SS: Yes, I do. The Council has a great history of stepping up and we’re providing Council members with information and political support for them to do this.
C&S: And if this gets included in the budget this year, what’s the next step?
SS: Like many first-time initiatives, you measure the success of that initiative, and if it’s working, you keep funding it. That’s sort of my job too. We’ll look at, have we made an impact? I’m very excited that if New York does this first, perhaps LA, Atlanta, San Francisco, big cities and then perhaps small cities who are feeling the heat against a woman’s right to choose (will follow).
C&S: Looking at the budget, there seems to be some butting heads between the mayor and the Council. Speaker Corey Johnson has said he’s willing to go down to the wire. Are you concerned at all about a late budget?
SS: No. I have every confidence in the Council and the mayor to act in a mature, focused way to get an on-time budget. This is part of the traditional budget dance between the Council and the mayor, so there’s nothing alarming in it. I’d be shocked if we didn’t have a little back and forth between the handshake.
C&S: You’ve put out your own analysis, but what do you want to see changed in the budget before it passes?
SS: I do think the Council and the mayor should put more money for savings. I think the $250 million is paltry given the challenges we could have down the road, we’ve spoken a lot about that. So I hope there’s going to be more money set aside because these surpluses won’t last forever. We don’t know what’s coming out (President Donald) Trump’s mouth or Washington that could further erode our economic confidence. We don’t know what’s happening with Brexit and the international market, so I want to err on the side of caution there. So I’ll continue to work with the Council.
C&S: With regards to ThriveNYC, which has received a lot of scrutiny recently, do you think it’s as big an issue as people make it out to be, or are there more pressing things in the budget that should be addressed?

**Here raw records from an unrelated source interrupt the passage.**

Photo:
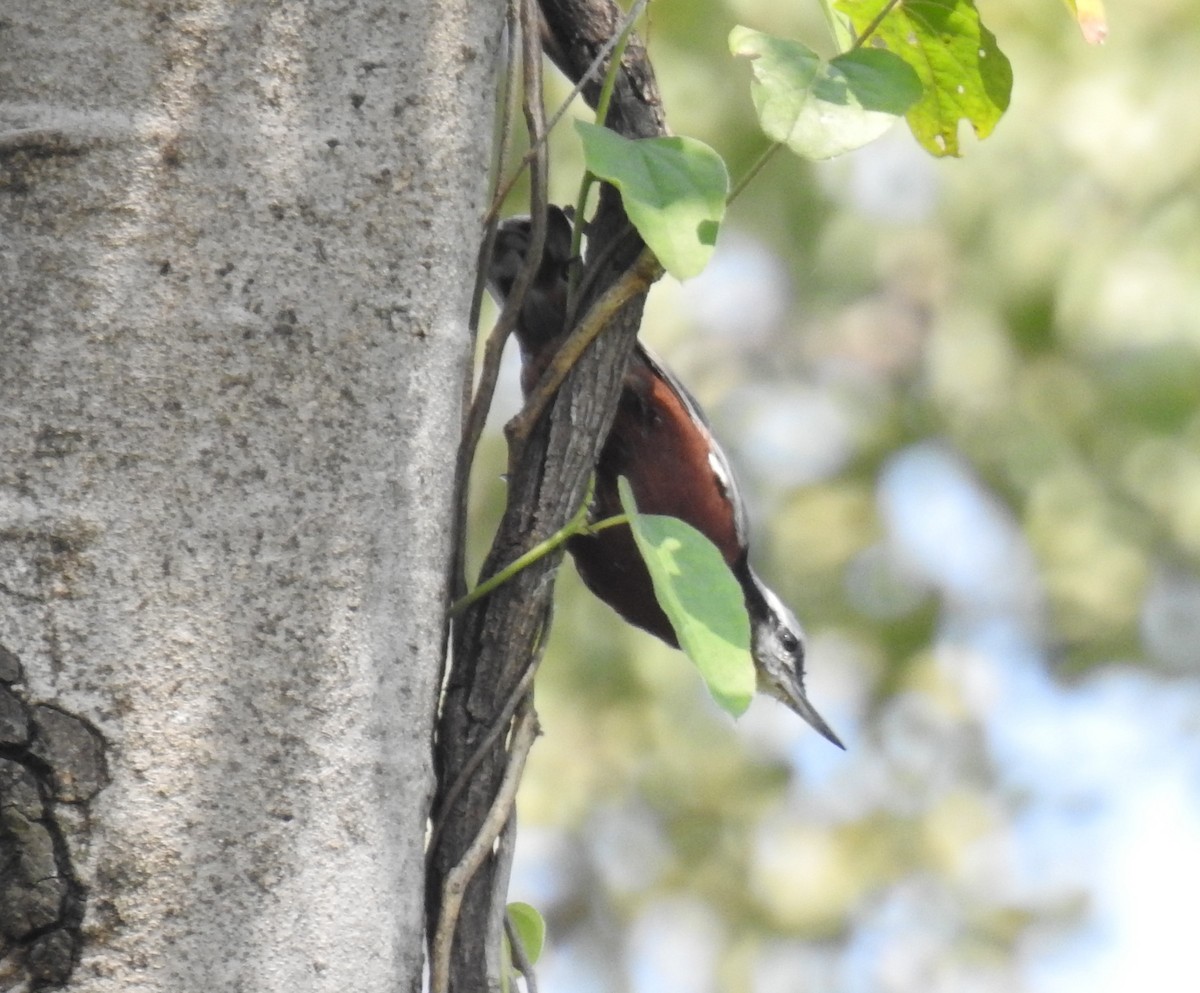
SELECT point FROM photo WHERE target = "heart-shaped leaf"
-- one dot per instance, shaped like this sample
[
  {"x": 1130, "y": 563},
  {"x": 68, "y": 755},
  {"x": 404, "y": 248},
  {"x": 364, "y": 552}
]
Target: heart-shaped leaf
[
  {"x": 531, "y": 928},
  {"x": 702, "y": 600},
  {"x": 961, "y": 70},
  {"x": 817, "y": 108},
  {"x": 673, "y": 191}
]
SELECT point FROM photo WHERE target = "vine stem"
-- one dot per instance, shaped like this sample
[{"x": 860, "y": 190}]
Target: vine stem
[
  {"x": 576, "y": 525},
  {"x": 874, "y": 25},
  {"x": 588, "y": 180},
  {"x": 753, "y": 172}
]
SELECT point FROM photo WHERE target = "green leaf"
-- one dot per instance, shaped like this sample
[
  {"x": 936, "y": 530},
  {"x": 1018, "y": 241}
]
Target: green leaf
[
  {"x": 961, "y": 70},
  {"x": 673, "y": 191},
  {"x": 701, "y": 597},
  {"x": 817, "y": 108},
  {"x": 531, "y": 928}
]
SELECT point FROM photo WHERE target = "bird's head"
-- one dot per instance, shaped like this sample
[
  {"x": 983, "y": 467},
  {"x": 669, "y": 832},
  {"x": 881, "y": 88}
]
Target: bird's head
[{"x": 777, "y": 644}]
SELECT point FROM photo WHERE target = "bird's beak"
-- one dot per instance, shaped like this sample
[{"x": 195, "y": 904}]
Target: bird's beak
[{"x": 793, "y": 696}]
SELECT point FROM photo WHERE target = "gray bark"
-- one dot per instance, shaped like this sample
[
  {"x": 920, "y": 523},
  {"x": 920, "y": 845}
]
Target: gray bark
[{"x": 237, "y": 242}]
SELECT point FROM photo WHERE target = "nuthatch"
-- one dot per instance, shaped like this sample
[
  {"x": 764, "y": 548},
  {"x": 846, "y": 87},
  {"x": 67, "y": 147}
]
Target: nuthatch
[{"x": 663, "y": 444}]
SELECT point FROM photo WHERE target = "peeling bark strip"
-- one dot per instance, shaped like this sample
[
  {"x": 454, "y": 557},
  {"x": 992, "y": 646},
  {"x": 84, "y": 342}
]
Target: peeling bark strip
[
  {"x": 499, "y": 637},
  {"x": 48, "y": 758}
]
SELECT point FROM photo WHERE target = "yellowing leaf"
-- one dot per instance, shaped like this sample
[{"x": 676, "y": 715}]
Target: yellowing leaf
[{"x": 963, "y": 71}]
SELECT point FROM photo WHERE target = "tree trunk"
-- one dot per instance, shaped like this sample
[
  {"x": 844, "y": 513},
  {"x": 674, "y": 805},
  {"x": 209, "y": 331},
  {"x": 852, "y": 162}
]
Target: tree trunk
[{"x": 235, "y": 268}]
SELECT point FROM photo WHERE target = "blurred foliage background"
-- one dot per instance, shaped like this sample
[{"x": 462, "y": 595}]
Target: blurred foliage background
[{"x": 964, "y": 401}]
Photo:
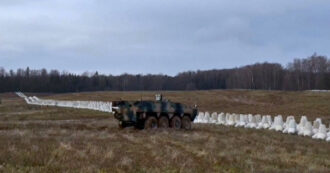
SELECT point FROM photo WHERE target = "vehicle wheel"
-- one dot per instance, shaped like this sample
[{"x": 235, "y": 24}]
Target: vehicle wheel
[
  {"x": 121, "y": 125},
  {"x": 186, "y": 123},
  {"x": 151, "y": 123},
  {"x": 176, "y": 122},
  {"x": 163, "y": 122}
]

SS: Not particular to Thrive, but part of what I’ve been saying is that when you have big initiatives that we support, we also have an obligation to measure the success of those initiatives. I’m not against Thrive, I support mental health funding, but I want to make sure those programs are operating at maximum value. I want to make sure that the ferry contract, for example, is in the best interest of the city financially. I support ferries, it’s an important transportation mode. But I question a contract that allows the operator all the economic benefit while we buy the boat. I want a homeless budget that reflects success. You can’t just manage a crisis, you have to solve the crisis.
C&S: In addition to fossil fuel companies, are there other companies or businesses that you want to divest the city pension fund from?
SS: We have our Boardroom Accountability Project. It’s an extraordinary success – we united public pension funds from around the country, we targeted companies that have basically all-male, Caucasian boards, no women or people of color. We changed the debate on that issue. We worked not just on divestment, but what’s exciting is that we worked on investment. We’ve doubled the amount of money we’re spending on green technologies, solar roofing, the kind of infrastructure projects that are good for our pension fund, but also good for the environment. And the other initiative that I’d love to talk to you about because we have to do more with this mayor is we need a green bonds initiative for our capital programs. I’m finding that in the market, a lot of investors are looking for infrastructure products. And having a green bonds initiative would create a lot of interest. And then I want to double down – I actually want to do a blue bond initiative so that we can look to possibly investing in issues relating to the waterfront or our coastal waters. So there’s a lot that the comptroller’s office is doing.